You get 0.1 common shares of MSTR for one share of the preferred stock (MSTK).

The MicroStrategy perpetual strike preferred stock are intended to work the following way:

  • they have a face value of $100, which is what you initially have to pay for them, and which is what MicroStrategy say they will still pay in case they go bankcrupt - which is something that you may have to assign your own risk value to. Note that preferred stock owners get remaining assets before common stock holders, but after bond holders.
  • you get a dividend, which is set at the offering, and assumed to be at around 8% (i.e. $8 per year)
  • you have no voting rights
  • you are allowed to convert the preferred stock into 0.1 common stocks. This is only a good deal for you if the common stock is worth at least $1000 (assuming you got the preferred stocks at $100), otherwise you would just buy the common stock for less.
  • MicroStrategy is allowed to buy them back under certain conditions, but for at least $100

So the deal is: MicroStrategy gets money, and you get a dividend, and if the common stock (which loosely correlates with the bitcoin price) raises above $1000, you can (but don't have to) convert them, and profit from the raise in stock value. This behaviour is similar to a call option.
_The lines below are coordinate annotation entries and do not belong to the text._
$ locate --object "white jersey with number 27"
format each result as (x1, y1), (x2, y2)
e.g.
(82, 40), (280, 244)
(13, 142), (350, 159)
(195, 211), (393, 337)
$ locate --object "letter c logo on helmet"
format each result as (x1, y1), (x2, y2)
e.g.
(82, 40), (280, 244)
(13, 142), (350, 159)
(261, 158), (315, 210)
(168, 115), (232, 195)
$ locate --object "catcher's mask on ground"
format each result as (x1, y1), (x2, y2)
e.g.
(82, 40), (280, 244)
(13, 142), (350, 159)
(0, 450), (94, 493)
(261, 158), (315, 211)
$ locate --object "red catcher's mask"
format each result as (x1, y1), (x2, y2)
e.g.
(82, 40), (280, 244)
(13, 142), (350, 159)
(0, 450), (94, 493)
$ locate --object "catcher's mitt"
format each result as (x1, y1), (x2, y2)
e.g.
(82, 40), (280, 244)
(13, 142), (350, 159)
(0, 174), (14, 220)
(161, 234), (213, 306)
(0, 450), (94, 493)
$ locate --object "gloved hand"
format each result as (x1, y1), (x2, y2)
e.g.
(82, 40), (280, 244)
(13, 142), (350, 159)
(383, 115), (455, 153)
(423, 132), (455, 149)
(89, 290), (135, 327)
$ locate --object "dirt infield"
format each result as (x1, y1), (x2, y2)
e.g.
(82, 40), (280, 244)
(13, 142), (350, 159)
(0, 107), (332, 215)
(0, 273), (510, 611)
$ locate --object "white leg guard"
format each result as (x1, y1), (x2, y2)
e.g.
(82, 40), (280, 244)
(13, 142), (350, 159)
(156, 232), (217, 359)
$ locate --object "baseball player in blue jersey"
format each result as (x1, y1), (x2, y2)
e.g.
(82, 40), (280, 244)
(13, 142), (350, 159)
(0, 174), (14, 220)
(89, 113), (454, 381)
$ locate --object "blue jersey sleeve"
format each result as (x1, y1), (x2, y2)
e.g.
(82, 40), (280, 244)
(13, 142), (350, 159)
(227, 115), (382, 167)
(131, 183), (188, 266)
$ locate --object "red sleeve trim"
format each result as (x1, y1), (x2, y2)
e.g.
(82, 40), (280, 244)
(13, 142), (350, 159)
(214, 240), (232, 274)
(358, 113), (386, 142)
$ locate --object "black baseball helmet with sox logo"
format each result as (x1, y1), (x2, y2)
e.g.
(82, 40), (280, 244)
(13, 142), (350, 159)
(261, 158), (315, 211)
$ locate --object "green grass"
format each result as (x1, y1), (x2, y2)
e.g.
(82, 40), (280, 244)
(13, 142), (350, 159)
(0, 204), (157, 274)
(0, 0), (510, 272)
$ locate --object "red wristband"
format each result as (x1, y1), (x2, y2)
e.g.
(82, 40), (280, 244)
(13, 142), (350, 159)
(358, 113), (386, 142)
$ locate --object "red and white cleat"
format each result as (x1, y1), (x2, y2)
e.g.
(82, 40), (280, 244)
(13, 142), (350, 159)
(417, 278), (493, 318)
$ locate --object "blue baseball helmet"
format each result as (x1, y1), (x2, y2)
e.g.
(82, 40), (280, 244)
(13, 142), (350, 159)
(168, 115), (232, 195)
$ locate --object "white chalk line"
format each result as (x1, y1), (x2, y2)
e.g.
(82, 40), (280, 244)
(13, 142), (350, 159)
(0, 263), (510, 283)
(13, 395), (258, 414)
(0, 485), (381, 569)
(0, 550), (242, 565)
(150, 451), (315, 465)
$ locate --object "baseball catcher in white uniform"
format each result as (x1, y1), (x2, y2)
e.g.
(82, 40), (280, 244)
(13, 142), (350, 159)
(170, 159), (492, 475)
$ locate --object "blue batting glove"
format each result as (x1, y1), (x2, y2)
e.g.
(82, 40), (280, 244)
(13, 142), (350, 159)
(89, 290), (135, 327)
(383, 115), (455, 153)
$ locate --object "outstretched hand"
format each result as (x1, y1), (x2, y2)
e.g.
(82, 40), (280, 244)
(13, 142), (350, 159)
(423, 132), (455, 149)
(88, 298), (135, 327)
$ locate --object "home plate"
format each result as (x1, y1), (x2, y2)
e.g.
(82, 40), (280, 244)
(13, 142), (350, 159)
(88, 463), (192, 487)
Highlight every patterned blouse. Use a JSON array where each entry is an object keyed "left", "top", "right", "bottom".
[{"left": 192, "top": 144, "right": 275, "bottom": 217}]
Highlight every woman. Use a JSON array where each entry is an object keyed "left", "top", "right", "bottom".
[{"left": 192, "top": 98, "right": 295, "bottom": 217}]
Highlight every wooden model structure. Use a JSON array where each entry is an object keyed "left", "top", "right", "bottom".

It is actually intended that the conversion doesn't make sense right now (with MSTR stock at around 1/3 of those $1000), as until you convert them, they are basically an open ended bond/loan at (around) 8% for MicroStrategy. Also, until the MSTR stock gets closer to the conversion value, their inherent value should be around $100 plus value of the dividend, so they will probably(!) trade at a more stable value than the common stocks.

Note that this is specific to the MicroStrategy situation, but other convertable preferred stocks will in general work similarly (although each can have their own rules).